PJM continues trying to untangle subsidized resources from its capacity market RSS Feed

PJM continues trying to untangle subsidized resources from its capacity market

New York — As PJM Interconnection prepares to file tariff revisions with federal regulators regarding changes to its capacity market structure designed to address subsidized resources, stakeholders Tuesday discussed PJM’s plan, along with how to handle New Jersey’s recently enacted nuclear subsidy law.

he US Federal Energy Regulatory Commission on June 29 rejected two proposals from PJM designed to mitigate the effects of state-subsidized energy resources on the region’s capacity market. FERC established a proceeding (EL18-178) to work out details of the plan, which PJM and its stakeholders discussed at Tuesday’s Markets & Reliability Committee special session on the issue.
The grid operator has been refining its definition of “subsidy,” which it currently characterizes as a material subsidy received “in any way” by a capacity market seller for a capacity resource that is greater than 1% of that resource’s “actual or reasonably anticipated” total revenues from markets administered by PJM, according to the tracking document being used to formulate the FERC filing.

PJM’s updated proposal will only consider subsidies that the capacity market seller is “entitled to” at the time the election for a resource carve-out is due.
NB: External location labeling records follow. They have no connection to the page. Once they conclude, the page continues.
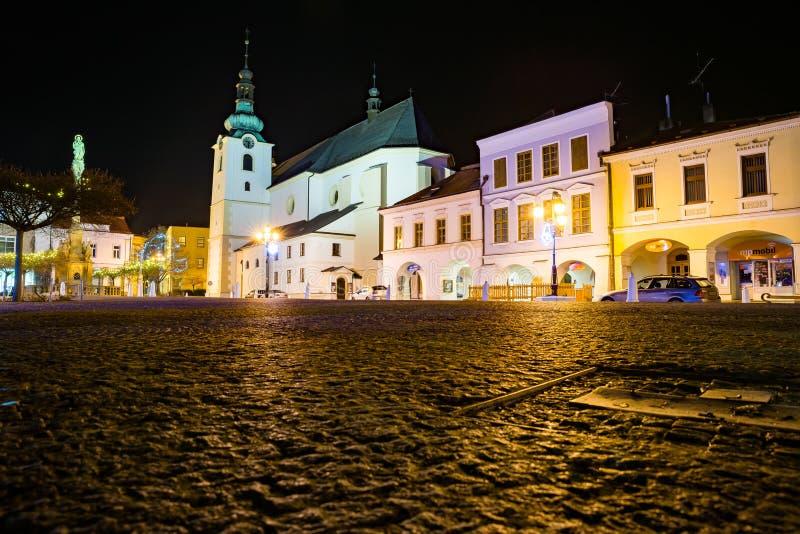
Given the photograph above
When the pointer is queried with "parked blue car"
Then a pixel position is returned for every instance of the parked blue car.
(668, 288)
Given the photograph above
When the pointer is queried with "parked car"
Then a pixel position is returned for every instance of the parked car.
(365, 293)
(378, 292)
(668, 288)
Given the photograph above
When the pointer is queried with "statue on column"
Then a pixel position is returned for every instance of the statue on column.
(78, 151)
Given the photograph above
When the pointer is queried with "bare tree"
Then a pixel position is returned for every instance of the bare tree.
(29, 201)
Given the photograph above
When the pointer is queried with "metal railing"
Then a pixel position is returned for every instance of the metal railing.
(529, 292)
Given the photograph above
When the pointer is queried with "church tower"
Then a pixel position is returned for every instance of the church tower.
(242, 172)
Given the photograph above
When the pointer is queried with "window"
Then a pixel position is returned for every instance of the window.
(579, 150)
(549, 215)
(550, 160)
(581, 214)
(501, 225)
(7, 244)
(694, 184)
(754, 175)
(524, 166)
(500, 173)
(644, 191)
(525, 221)
(466, 227)
(441, 231)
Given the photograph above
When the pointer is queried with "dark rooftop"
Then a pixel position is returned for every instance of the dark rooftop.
(466, 179)
(401, 125)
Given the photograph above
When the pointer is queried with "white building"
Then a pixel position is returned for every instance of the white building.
(530, 166)
(323, 203)
(433, 240)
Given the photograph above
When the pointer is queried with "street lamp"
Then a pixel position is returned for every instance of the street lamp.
(269, 237)
(556, 220)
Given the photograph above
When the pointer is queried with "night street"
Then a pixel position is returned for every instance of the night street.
(290, 415)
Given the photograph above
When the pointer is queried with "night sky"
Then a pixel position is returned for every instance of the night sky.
(150, 92)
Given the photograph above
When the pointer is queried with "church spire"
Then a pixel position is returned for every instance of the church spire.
(373, 102)
(244, 120)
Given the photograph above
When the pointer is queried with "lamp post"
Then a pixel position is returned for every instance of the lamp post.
(556, 219)
(269, 238)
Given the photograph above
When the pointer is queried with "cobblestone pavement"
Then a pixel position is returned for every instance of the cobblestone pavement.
(214, 415)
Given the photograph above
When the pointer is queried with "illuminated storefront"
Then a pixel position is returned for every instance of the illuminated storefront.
(763, 266)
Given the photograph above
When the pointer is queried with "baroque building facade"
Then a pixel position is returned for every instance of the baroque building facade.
(556, 158)
(720, 199)
(322, 204)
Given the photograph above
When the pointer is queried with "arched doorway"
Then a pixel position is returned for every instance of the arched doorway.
(341, 285)
(463, 281)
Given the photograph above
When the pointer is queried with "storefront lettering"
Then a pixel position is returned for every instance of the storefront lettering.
(757, 251)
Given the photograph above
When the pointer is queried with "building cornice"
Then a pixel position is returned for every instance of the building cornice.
(748, 133)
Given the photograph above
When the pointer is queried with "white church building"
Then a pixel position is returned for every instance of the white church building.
(322, 204)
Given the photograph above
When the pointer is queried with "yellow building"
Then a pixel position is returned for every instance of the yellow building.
(721, 200)
(191, 243)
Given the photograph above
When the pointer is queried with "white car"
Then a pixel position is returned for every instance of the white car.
(365, 293)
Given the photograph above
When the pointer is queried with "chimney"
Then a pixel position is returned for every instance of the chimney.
(708, 110)
(666, 124)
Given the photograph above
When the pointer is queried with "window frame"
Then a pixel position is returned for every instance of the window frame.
(643, 187)
(551, 163)
(686, 188)
(525, 215)
(527, 175)
(441, 231)
(572, 153)
(500, 226)
(584, 212)
(466, 227)
(742, 172)
(495, 168)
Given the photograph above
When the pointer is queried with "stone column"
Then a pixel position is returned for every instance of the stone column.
(698, 262)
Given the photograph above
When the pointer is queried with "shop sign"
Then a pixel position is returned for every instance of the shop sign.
(759, 250)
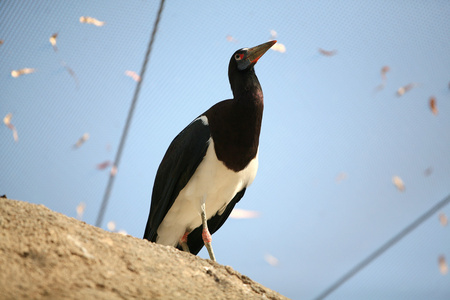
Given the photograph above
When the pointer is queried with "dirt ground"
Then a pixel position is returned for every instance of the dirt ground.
(47, 255)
A capacity market seller with an annual resource, which is subject to the minimum offer price rule because it is receiving a subsidy, is eligible to elect a carve-out for that resource.

Market participants that choose to elect a resource carve-out must do so 120 days prior to the start of the base residual auction, which has been pushed back to August from May next year to allow ample time for these rule changes to be approved and implemented. PJM noted that if a resource receives an actionable subsidy after the BRA, the MOPR will be applied in the incremental auctions for that delivery year and the resource will not be eligible for a carve-out as the load will already have been included in the BRA for that delivery year.

Some stakeholders asked how the “eligible” subsidy distinction would be handled in the case of New Jersey where legislation was recently passed to allow nuclear power plant owners to apply for zero-emissions credits.